Riemann–Siegel theta function

In mathematics, the Riemann–Siegel theta function is defined in terms of the gamma function as

${\displaystyle \theta (t)=\arg \left(\Gamma \left({\frac {1}{4}}+{\frac {it}{2}}\right)\right)-{\frac {\log \pi }{2}}t}$

for real values of t. Here the argument is chosen in such a way that a continuous function is obtained and ${\displaystyle \theta (0)=0}$ holds, i.e., in the same way that the principal branch of the log-gamma function is defined.

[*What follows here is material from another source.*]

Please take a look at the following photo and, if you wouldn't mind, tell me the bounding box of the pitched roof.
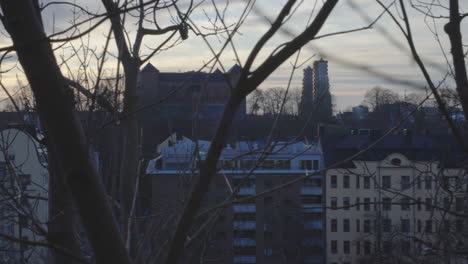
[228,64,242,74]
[141,63,159,73]
[320,134,466,168]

It has an asymptotic expansion

${\displaystyle \theta (t)\sim {\frac {t}{2}}\log {\frac {t}{2\pi }}-{\frac {t}{2}}-{\frac {\pi }{8}}+{\frac {1}{48t}}+{\frac {7}{5760t^{3}}}+\cdots }$

which is not convergent, but whose first few terms give a good approximation for ${\displaystyle t\gg 1}$. Its Taylor-series at 0 which converges for ${\displaystyle |t|<1/2}$ is

${\displaystyle \theta (t)=-{\frac {t}{2}}\log \pi +\sum _{k=0}^{\infty }{\frac {(-1)^{k}\psi ^{(2k)}\left({\frac {1}{4}}\right)}{(2k+1)!}}\left({\frac {t}{2}}\right)^{2k+1}}$

where ${\displaystyle \psi ^{(2k)}}$ denotes the polygamma function of order ${\displaystyle 2k}$. The Riemann–Siegel theta function is of interest in studying the Riemann zeta function, since it can rotate the Riemann zeta function such that it becomes the totally real valued Z function on the critical line ${\displaystyle s=1/2+it}$ .